Where are you ?
Schutz’s works address our contemporary experience of reality, increasingly shaped by technology and mediated communication. Her paintings depict solitary figures lingering in transitional or commercial spaces—outside supermarkets, airports, or manicured landscapes—absorbed in routine gestures: texting, talking on the phone, sipping coffee. These moments of passive consumption and silent transit unfold in environments designed for flow rather than presence, echoing the rhythms of consumption, travel, and productivity.
Despite physically present, the figures appear mentally absent—detached from their immediate surroundings, absorbed in their own digital or mental spheres.
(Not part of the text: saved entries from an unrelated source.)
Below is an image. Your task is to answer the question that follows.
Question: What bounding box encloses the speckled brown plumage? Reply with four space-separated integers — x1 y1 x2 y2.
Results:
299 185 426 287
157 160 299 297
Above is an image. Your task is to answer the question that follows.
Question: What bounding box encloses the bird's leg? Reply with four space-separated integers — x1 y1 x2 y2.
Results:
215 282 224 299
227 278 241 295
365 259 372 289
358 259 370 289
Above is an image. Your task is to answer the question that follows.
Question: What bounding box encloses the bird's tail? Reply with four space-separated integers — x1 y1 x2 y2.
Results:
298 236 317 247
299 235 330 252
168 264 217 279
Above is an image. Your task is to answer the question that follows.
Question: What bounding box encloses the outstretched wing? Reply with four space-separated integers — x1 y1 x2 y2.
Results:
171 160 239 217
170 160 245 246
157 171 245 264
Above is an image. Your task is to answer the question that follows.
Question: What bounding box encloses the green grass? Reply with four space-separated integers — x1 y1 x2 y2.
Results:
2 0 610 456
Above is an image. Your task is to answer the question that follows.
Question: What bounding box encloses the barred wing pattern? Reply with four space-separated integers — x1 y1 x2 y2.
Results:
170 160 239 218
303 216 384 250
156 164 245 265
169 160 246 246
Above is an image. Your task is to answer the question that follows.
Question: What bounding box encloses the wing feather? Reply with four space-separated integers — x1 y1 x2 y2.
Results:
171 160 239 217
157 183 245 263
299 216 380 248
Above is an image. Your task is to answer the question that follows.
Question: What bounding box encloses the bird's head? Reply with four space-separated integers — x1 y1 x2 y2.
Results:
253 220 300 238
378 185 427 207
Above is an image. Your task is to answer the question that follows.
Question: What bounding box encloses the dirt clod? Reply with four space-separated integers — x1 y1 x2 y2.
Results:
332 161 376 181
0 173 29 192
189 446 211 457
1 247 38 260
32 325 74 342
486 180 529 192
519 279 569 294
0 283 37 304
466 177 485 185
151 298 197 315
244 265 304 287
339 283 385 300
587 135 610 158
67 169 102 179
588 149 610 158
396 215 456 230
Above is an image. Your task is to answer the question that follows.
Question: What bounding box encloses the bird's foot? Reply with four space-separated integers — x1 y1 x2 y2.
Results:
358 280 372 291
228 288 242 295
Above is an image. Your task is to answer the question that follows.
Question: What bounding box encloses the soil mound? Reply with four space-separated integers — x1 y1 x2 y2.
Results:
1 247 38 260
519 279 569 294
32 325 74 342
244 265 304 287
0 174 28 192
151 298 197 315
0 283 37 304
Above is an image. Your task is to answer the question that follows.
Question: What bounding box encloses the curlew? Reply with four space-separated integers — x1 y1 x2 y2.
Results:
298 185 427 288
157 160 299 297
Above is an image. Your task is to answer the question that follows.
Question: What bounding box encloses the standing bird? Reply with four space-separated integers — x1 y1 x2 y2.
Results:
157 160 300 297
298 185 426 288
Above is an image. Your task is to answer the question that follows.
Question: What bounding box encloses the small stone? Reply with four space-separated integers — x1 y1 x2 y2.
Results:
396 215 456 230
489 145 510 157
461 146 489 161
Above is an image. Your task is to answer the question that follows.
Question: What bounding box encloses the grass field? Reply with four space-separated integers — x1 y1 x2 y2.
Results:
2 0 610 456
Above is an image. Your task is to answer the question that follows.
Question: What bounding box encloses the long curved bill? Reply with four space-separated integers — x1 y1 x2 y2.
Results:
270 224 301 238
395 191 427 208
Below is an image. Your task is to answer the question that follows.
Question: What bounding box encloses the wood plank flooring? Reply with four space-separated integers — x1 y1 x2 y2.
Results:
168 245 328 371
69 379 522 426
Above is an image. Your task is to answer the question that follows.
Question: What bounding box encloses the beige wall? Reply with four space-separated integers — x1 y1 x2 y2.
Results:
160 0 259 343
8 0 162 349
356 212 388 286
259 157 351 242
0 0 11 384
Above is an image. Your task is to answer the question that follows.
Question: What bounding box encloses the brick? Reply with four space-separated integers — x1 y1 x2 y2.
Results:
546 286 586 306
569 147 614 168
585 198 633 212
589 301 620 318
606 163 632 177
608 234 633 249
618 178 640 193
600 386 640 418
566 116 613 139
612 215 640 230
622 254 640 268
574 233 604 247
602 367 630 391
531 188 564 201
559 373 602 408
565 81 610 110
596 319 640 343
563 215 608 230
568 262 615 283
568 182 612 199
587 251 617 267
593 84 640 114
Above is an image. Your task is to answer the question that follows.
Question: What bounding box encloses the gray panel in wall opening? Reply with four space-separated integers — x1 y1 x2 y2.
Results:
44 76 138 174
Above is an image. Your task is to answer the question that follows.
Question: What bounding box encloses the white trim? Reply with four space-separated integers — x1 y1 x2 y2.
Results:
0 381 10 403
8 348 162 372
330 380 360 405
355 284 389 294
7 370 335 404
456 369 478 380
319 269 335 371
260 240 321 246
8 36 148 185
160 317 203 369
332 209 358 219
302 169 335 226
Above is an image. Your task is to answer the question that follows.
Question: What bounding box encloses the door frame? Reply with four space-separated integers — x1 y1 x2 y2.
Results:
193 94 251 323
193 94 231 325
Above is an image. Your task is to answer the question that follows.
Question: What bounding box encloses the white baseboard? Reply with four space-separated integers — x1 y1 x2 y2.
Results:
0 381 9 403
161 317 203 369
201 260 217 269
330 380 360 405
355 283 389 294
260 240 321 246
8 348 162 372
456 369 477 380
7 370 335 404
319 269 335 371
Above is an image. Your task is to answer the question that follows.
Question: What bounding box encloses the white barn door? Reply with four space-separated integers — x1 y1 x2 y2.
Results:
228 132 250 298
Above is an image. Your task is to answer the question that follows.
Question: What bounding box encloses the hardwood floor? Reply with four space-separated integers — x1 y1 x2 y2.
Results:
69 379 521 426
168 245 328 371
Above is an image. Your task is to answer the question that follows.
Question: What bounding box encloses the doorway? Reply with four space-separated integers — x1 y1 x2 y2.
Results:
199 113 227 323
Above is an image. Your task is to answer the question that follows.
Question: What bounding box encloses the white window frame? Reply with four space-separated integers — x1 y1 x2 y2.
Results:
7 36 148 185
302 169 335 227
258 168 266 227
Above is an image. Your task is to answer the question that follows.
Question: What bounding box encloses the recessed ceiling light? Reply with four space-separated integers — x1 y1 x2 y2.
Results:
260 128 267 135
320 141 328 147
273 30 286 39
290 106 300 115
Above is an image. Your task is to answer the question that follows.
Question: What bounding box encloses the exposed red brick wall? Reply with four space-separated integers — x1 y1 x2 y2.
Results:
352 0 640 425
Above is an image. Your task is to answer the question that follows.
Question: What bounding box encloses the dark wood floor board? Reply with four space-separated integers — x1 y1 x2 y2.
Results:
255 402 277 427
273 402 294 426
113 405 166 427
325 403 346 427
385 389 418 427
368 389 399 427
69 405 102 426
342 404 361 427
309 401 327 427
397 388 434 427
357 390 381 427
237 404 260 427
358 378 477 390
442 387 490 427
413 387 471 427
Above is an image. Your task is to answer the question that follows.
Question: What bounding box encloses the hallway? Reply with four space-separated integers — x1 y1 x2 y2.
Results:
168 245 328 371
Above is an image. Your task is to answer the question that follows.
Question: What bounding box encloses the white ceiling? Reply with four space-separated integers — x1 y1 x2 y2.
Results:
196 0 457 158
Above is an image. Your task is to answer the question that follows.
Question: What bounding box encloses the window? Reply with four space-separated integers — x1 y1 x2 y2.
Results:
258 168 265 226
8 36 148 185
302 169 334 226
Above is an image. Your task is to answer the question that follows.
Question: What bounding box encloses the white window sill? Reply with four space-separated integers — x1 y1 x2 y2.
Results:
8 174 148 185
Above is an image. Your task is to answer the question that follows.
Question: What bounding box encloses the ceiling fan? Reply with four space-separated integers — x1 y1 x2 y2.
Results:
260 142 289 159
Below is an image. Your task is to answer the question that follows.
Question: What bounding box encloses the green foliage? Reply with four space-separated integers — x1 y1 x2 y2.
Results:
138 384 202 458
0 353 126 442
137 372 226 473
Shown in strict profile and with minimal detail, they are rendered deliberately anonymous, verging on the symbolic.
This refusal of individualization shifts the focus away from identity and toward gesture, reducing the subjects to archetypes of modern life. They are non-people in non-places, dissolving into repetitive, placeless actions that feel both impersonal and uncannily familiar.
Schutz’s paintings reflect the paradox of hyper-connectivity of our contemporary life: a world where constant interaction often heightens isolation. The result is a quiet, ambient tension—an atmosphere that is both eerily impersonal and intimately recognisable, holding up a mirror to the in-between spaces we move through but rarely see.